What my colleague has said about the religious institutions is right. If they are not willing to pay up, we should seize what they have and force them to pay up. Constitutional rights can be set aside, as we saw during the financial crisis, when a state wants to do it. If a religious institution has assets that would pay for some of the damage that has been done, then it should do so.

I would also ask the question today as to whether any one man in the State has ever come forward and said he fathered one of those children. Does anybody know of a man who was said he was responsible for Mary Whatever-her-name-is or Julie Whatever-her-name-is being put into a Magdalen laundry or sent to Bessborough House and that having had his way with her, he deserted her? I have never heard of one man coming forward. I grew up in Salthill in Galway. There were girls who found themselves pregnant and went away. I know some of them now have a relationship with the child they had but I also know none of the guys I hung around with ever came forward and said they were the father of the child. In fact, they would use the entire resources of their family to deny fathering a child.

Let us be honest about it. We can blame the church and anybody we want but it was a societal issue. We talk about the religious doing it and it was them and nobody else knew anything but when I grow up in Salthill in Galway the great cry was, "If you do not behave yourself I will send you to Letterfrack". People knew what was going on in Letterfrack. I also worked in Letterfrack with my dad. I worked in the kitchens there. I saw the young lads brought down from Dublin to the back end of Connemara to be flogged whenever it suited whoever was there.
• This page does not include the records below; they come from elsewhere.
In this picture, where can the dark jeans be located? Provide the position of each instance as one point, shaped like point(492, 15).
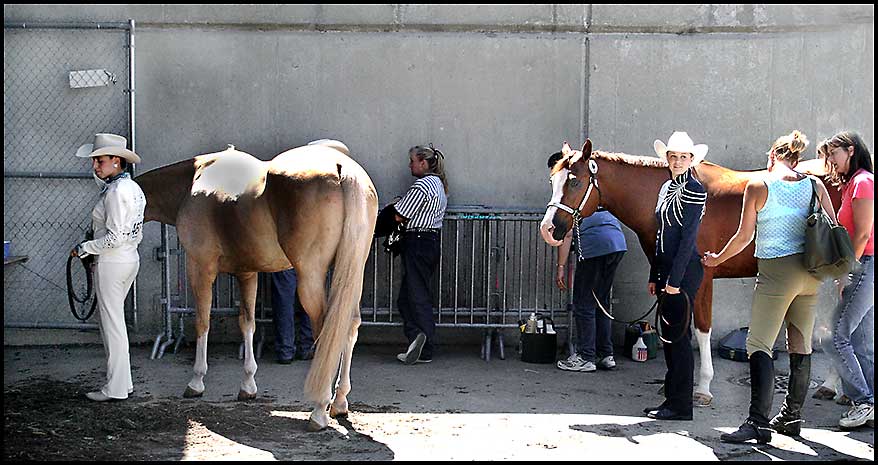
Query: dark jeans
point(420, 257)
point(292, 327)
point(594, 277)
point(679, 379)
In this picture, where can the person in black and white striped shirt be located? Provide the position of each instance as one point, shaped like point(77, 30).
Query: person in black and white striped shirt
point(421, 209)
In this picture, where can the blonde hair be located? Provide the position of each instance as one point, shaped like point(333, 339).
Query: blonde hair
point(435, 161)
point(790, 147)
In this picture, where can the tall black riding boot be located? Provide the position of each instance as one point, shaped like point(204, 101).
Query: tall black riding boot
point(789, 420)
point(761, 394)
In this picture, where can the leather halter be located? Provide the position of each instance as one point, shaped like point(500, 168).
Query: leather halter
point(592, 183)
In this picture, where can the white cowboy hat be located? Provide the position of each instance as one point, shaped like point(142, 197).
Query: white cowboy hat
point(681, 142)
point(108, 144)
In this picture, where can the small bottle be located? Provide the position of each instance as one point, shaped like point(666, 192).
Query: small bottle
point(639, 352)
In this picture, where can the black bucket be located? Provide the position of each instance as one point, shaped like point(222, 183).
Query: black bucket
point(538, 348)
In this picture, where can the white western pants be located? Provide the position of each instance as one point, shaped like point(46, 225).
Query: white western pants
point(113, 282)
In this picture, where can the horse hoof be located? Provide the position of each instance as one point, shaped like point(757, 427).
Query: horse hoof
point(701, 400)
point(314, 427)
point(190, 393)
point(243, 395)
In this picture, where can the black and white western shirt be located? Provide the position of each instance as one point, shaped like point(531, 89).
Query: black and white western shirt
point(423, 205)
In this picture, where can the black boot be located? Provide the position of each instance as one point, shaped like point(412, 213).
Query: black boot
point(789, 420)
point(761, 394)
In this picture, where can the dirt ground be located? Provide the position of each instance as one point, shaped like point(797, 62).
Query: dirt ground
point(458, 408)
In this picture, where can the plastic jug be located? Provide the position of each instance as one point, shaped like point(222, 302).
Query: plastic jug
point(639, 352)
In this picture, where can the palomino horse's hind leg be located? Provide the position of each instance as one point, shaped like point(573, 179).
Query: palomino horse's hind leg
point(247, 321)
point(201, 279)
point(339, 407)
point(312, 294)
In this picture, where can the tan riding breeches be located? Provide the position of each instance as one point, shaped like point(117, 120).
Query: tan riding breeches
point(785, 292)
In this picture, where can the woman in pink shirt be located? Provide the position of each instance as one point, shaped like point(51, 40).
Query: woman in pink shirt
point(853, 321)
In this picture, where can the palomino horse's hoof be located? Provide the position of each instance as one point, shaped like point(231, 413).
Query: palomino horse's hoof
point(700, 399)
point(190, 393)
point(314, 427)
point(243, 395)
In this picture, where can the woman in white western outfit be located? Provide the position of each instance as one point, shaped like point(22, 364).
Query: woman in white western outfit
point(117, 223)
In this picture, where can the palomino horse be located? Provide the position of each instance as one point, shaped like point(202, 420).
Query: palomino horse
point(627, 186)
point(309, 208)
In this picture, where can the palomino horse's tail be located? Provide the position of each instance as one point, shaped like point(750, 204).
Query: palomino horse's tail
point(343, 310)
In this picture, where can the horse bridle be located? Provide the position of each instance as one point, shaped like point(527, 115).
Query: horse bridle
point(576, 214)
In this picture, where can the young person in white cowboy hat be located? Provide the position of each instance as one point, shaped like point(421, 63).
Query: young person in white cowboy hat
point(117, 223)
point(676, 271)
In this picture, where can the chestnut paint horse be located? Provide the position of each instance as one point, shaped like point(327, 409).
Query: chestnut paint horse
point(311, 207)
point(628, 186)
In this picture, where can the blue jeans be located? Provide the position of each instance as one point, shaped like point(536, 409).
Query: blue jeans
point(594, 277)
point(292, 327)
point(853, 334)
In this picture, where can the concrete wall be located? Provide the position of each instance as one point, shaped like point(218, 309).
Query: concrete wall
point(496, 87)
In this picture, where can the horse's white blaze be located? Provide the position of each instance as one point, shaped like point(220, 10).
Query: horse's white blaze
point(200, 368)
point(546, 226)
point(248, 385)
point(705, 375)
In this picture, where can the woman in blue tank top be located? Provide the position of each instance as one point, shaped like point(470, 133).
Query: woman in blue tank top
point(774, 211)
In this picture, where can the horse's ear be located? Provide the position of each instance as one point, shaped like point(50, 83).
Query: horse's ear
point(586, 149)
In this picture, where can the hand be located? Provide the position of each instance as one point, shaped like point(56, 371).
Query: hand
point(710, 259)
point(559, 277)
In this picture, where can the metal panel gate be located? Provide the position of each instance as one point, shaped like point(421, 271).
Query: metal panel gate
point(493, 272)
point(62, 84)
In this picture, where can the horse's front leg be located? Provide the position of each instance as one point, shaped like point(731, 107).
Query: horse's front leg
point(703, 316)
point(339, 407)
point(702, 396)
point(248, 283)
point(202, 280)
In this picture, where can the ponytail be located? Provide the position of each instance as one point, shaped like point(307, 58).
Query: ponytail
point(435, 161)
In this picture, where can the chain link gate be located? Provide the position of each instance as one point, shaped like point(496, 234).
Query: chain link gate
point(62, 84)
point(494, 270)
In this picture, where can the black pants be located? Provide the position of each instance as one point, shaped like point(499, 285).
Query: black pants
point(679, 380)
point(420, 257)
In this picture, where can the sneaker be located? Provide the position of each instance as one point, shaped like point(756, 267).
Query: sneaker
point(857, 415)
point(576, 363)
point(413, 353)
point(401, 358)
point(607, 363)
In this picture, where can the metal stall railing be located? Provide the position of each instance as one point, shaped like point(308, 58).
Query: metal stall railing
point(62, 84)
point(494, 271)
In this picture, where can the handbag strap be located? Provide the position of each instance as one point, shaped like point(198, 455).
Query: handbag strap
point(814, 207)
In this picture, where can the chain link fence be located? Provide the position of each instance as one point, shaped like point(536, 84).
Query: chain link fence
point(62, 84)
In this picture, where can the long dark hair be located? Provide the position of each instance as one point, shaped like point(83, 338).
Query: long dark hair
point(861, 159)
point(435, 161)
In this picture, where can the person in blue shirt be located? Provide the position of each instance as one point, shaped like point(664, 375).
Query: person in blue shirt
point(293, 337)
point(676, 271)
point(600, 245)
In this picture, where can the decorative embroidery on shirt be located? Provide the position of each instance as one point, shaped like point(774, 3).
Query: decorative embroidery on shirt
point(671, 207)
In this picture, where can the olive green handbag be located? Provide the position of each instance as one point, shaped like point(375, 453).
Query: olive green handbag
point(829, 252)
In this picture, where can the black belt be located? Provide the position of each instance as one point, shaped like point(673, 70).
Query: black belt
point(430, 230)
It was a societal issue.

I will say that €3,000 towards the cost of healthcare for people living outside the country is simply not good enough. There has to be a way in which people who have critical or chronic health issues as a result of their treatment can have ongoing support. I agree with Senator Boyhan that Martin Fraser, our ambassador in London, has a particular grá for those who were in institutions. I have to compliment him on what he is doing. He is a wonderful man.